Las causas de nuestros sufrimientos son muy variadas: enfermedades, accidentes, hambre, temores, fracasos, humillaciones, desajustes de personalidad, desórdenes psíquicos, soledad, angustia, no aceptación de lo que soy —mi historia, mis padres, mis experiencias, mi cuerpo, mis defectos, mis limitaciones, etc.—, penas morales, envidias, celos, calumnias, el ser rechazado por los demás, odios, desempleo, injusticias, guerra, la lucha por ser mejor, el temor a perder lo que tengo, la conciencia de mis pecados, mi tibieza, mis vicios… la muerte.

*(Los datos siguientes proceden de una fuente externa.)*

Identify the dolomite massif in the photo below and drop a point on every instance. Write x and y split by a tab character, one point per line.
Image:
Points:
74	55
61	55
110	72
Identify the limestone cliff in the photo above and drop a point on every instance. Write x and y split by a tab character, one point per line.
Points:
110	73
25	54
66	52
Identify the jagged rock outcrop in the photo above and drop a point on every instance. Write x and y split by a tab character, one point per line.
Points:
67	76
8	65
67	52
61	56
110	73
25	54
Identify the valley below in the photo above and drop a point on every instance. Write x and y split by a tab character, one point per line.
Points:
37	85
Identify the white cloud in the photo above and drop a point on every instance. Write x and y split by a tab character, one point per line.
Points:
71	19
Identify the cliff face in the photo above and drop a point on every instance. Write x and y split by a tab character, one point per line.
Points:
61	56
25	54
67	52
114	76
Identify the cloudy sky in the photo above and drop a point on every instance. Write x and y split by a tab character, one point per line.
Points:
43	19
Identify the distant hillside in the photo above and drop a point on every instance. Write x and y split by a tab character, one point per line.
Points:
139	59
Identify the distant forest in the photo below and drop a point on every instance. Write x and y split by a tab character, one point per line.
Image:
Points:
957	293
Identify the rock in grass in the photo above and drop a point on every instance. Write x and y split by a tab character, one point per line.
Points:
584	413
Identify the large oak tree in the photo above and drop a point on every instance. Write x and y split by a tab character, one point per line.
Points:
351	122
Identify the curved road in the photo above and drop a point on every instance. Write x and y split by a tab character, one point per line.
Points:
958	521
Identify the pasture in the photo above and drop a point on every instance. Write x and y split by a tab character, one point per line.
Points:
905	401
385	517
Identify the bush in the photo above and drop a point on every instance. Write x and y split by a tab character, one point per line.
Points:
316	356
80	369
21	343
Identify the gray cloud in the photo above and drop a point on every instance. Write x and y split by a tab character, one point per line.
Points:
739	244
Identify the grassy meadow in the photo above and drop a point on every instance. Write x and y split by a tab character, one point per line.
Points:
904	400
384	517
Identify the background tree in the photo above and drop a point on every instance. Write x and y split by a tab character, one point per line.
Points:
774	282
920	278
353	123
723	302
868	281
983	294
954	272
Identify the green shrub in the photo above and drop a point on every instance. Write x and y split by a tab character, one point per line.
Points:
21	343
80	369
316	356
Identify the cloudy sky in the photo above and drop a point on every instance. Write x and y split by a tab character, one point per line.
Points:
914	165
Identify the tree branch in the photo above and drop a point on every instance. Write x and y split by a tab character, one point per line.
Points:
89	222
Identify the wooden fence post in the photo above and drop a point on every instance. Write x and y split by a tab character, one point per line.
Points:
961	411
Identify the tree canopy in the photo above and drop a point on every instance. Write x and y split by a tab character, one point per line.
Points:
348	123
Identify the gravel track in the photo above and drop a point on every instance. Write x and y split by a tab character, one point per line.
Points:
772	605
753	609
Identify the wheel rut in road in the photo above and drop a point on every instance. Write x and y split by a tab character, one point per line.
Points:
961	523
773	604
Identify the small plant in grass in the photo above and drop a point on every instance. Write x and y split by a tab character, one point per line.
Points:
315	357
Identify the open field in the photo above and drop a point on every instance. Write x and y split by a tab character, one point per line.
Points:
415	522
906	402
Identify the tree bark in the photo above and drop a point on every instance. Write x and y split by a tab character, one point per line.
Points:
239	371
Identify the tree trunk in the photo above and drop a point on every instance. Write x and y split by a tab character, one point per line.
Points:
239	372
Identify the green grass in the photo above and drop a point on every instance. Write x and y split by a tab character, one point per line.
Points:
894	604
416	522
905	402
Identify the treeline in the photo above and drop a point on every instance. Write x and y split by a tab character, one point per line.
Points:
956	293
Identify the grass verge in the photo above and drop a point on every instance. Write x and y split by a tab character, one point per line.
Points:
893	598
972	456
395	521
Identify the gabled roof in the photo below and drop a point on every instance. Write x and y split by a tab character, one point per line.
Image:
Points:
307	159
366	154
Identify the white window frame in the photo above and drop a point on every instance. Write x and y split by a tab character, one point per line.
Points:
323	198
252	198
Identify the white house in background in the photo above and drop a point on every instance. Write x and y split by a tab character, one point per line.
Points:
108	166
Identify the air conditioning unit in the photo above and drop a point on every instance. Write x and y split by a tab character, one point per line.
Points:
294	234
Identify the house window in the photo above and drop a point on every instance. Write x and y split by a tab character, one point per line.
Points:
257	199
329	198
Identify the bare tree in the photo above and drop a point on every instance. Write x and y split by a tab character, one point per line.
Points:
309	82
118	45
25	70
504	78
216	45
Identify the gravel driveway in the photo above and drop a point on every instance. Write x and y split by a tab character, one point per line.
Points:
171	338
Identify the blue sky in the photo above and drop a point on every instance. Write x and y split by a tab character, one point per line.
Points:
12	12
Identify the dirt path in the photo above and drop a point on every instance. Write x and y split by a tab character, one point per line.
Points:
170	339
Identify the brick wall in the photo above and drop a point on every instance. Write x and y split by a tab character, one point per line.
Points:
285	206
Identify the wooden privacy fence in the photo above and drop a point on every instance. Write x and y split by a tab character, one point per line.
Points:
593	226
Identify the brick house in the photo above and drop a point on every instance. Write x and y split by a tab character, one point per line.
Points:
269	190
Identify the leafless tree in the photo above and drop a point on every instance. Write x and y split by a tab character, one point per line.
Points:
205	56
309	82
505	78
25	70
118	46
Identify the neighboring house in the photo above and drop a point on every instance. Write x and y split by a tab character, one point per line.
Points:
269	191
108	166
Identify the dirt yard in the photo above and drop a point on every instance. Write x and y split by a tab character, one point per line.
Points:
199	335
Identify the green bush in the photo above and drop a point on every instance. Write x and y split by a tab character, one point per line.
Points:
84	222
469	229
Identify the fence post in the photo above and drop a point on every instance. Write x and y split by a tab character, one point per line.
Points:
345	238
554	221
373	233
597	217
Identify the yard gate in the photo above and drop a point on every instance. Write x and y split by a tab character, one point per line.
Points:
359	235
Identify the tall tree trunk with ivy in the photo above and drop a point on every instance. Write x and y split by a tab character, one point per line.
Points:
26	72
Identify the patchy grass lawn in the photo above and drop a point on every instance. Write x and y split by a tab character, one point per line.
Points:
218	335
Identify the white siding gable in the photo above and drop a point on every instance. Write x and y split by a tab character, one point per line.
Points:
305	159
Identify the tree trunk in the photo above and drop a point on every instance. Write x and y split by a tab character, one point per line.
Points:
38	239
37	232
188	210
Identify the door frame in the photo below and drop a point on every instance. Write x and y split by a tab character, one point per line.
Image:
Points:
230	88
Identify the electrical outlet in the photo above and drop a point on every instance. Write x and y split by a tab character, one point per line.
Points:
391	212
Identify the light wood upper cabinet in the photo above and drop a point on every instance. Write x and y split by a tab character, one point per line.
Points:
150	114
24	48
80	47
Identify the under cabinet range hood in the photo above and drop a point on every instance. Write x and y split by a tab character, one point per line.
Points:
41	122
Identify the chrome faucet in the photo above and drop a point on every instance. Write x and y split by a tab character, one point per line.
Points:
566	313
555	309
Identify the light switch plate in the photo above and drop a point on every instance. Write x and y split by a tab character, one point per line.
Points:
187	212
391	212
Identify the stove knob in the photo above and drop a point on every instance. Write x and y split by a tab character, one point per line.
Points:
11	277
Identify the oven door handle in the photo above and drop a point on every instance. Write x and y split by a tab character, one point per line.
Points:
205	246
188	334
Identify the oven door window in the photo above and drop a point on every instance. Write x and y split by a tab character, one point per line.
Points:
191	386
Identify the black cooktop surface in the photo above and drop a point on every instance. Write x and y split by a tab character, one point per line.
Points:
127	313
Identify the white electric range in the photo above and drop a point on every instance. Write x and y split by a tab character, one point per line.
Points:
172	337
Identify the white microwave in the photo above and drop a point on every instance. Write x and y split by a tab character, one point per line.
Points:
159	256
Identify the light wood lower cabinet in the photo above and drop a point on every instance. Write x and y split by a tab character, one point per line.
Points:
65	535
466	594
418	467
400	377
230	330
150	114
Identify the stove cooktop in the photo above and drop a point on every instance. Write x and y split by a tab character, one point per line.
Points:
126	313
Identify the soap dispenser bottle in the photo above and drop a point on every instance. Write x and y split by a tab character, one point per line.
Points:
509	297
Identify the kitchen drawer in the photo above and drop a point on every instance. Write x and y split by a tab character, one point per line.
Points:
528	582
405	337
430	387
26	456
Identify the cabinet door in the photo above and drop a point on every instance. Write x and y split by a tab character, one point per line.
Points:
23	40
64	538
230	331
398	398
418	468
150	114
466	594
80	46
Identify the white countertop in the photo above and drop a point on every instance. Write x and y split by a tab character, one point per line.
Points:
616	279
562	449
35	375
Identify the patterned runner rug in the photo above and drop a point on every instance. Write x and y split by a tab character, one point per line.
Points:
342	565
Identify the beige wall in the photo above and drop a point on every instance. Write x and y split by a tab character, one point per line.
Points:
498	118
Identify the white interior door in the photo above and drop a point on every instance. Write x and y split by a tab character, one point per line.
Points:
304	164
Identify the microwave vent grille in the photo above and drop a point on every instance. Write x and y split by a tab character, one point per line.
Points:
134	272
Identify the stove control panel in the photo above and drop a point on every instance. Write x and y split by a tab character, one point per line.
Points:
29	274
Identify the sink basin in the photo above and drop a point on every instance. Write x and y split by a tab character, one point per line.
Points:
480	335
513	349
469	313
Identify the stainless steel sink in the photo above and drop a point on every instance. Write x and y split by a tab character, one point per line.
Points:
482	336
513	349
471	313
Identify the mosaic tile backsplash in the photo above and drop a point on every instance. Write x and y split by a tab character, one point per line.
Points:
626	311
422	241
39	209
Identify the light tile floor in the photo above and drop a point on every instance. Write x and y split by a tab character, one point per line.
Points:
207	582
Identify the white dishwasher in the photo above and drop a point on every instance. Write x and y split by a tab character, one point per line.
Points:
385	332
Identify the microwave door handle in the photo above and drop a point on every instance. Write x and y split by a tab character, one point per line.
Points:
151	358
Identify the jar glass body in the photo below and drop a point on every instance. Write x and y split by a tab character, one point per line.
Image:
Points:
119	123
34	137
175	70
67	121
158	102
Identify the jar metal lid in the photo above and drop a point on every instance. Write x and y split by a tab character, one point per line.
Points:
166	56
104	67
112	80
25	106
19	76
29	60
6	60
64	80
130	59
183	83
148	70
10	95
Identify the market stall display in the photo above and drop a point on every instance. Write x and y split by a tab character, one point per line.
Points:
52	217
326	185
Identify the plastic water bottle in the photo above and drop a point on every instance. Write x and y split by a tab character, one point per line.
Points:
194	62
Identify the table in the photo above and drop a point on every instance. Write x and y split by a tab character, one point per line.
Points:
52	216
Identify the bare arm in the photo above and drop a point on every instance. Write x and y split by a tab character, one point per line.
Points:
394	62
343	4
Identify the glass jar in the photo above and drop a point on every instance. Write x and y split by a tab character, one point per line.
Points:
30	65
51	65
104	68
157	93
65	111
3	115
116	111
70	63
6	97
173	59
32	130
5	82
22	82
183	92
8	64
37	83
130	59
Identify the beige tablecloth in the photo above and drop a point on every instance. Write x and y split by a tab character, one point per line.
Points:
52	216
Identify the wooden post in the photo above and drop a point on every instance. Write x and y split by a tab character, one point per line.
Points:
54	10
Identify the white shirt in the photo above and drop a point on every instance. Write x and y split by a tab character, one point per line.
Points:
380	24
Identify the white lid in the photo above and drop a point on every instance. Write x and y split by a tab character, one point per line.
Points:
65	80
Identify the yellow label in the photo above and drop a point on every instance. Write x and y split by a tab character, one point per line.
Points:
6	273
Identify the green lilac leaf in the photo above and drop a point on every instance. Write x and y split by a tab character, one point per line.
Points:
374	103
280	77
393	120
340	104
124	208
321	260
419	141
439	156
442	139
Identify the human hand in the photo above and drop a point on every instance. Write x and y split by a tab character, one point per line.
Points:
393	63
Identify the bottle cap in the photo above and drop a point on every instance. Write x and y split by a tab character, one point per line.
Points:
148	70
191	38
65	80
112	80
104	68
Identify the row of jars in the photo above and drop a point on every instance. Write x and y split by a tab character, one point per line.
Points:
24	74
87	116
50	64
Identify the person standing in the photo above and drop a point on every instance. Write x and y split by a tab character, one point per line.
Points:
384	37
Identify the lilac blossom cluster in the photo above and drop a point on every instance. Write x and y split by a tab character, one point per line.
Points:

Si vemos nuestra cruz a la luz de la cruz de Cristo, de su muerte y resurrección, adquiere un sentido. Y si la vivimos, bajo la acción del Espíritu Santo, como Cristo y con Él, se transforma en medio salvífico, pues nos purifica, nos une a Cristo, nos transforma en Él; por medio de ella colaboramos con Cristo en la obra de la salvación, y glorificamos al Padre Celestial.

Nuestros sufrimientos son la cruz que cada día tenemos que tomar para seguir a Jesús. Cruz en la que tenemos que clavarnos y morir, para que, desde esta tierra, la vida de Jesús se manifieste en nosotros, y en la vida verdadera y definitiva gocemos plenamente del Señor.

Todos sufrimos. Sufrir no es una invitación que podamos aceptar o rechazar.

Pero sí tenemos oportunidad de elegir cómo sufrir; podemos escoger la actitud con la cual vivir el sufrimiento. La única actitud cristiana ante el sufrimiento es, bajo la acción del Espíritu Santo, aceptarlo como Cristo lo aceptó, vivirlo como Él lo vivió, y ofrecerlo como Él lo ofreció.

De nosotros depende darle o no un sentido a nuestro sufrimiento; darle una respuesta a la pregunta: ¿para qué este sufrimiento? La única respuesta válida es la que Jesús dio: para glorificar al Padre, realizando en el mundo su plan de amor, que es salvar al hombre, ser amigo de él, y transformarlo en Cristo, por la acción del Espíritu Santo.

La cruz no es fin, es medio. A la luz del Espíritu Santo, la cruz de cada día es el medio que, por amor, el Padre misericordioso nos regala para transformarnos en Cristo, su Hijo.